Count conditional probability of winning a game

Question

In a certain game of tennis, Alice has a 60% probability to win any given point against Bob. The player who gets to 4 points first wins the game, and points cannot end in a tie. What is Alice's probability to win the game?

When solving in terms of a random walk it gives a probability around 83%, but the actual solution for this particular problem is around 71%.

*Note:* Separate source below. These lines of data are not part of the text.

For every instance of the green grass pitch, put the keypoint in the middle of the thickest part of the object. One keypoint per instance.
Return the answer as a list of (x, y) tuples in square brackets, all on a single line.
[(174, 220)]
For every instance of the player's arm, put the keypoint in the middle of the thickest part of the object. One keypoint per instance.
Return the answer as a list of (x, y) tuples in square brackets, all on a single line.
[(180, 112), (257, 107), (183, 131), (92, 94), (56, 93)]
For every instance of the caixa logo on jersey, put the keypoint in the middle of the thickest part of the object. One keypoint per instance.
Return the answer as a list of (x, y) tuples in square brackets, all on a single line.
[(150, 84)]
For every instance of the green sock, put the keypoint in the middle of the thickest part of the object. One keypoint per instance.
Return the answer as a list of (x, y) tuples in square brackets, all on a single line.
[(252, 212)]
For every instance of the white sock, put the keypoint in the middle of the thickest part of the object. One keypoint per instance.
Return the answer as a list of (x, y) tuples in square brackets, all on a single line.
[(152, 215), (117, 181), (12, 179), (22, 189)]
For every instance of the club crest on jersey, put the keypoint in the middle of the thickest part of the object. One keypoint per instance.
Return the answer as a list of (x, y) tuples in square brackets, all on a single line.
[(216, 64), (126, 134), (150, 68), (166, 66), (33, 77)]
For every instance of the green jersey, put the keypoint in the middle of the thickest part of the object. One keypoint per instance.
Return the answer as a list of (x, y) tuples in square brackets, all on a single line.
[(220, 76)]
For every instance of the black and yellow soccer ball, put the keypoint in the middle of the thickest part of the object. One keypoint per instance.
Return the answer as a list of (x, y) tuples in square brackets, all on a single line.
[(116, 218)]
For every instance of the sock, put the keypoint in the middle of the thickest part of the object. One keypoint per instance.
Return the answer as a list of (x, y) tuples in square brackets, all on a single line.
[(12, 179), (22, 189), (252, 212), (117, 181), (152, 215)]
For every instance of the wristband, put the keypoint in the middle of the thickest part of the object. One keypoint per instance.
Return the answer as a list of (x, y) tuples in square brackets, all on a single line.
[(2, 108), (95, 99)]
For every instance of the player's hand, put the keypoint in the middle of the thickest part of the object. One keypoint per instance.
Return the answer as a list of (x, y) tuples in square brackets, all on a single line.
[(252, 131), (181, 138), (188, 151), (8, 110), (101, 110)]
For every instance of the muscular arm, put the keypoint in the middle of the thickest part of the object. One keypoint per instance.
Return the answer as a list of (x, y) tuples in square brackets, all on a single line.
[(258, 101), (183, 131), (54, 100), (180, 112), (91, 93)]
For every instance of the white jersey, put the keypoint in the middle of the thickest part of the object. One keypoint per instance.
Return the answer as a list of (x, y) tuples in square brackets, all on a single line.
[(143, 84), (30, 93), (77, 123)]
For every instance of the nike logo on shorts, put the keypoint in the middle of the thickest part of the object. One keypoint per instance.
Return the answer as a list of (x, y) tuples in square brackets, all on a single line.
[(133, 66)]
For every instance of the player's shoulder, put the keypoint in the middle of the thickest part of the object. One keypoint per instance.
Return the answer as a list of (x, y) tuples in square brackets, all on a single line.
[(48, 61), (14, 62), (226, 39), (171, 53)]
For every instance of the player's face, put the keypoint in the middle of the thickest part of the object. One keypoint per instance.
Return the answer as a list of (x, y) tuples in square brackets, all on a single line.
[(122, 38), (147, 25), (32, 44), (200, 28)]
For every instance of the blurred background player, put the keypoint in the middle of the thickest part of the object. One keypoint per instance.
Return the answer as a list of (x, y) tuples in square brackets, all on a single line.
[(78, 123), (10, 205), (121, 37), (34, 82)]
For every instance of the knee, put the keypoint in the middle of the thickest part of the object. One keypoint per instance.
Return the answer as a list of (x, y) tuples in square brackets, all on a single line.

What's the difference between the methods used and how correctly solve such kind of problems?

Answer 1

There are 4 possible outcomes:

1. Alice wins $4-0$. There is only one way this happens, i.e. Alice wins 4 points. The probability of that is $0.6^4$.
2. Alice wins $4-1$. There are $4$ ways this can happen, Bob can win the first, second, third or fourth point. So the probability of this event is $4\cdot 0.6^4\cdot0.4$
3. Alice wins $4-2$. Bob needs to win $2$ of $6$ points for this, and he cannot win the last point, so he can win $2$ of the first $5$ points, the probability here is ${5\choose 2}\cdot 0.6^4\cdot0.4^2$
4. Alice wins $4-3$, the probability here is ${6\choose 3}\cdot 0.6^4\cdot 0.4^3$

Summing those up, you get $\approx0.7$. I cannot comment on the random walk method because you didn't give enough details for me to tell you where you went wrong. But the linked answer considers a completely different game in which a player needs an advantage of 2 points to win. Your game has no such condition and will always end in at most 7 points. The linked answer's game can be arbitrarily long (and if you watch tennis, they sometimes get very long)

Answer 2

Just as a generalization for the answer above, formula for getting N points in a game first

$\sum_{i=0}^{N-1}{N-1+i\choose i}\cdot p^N\cdot (1-p)^{i}$

So in our case we have N=4, p=0.6, q=1-p=0.4

$\sum_{i=0}^{3}{2+i\choose i}\cdot 0.6^4\cdot 0.4^{i}$

which gives us 0.71 as a result.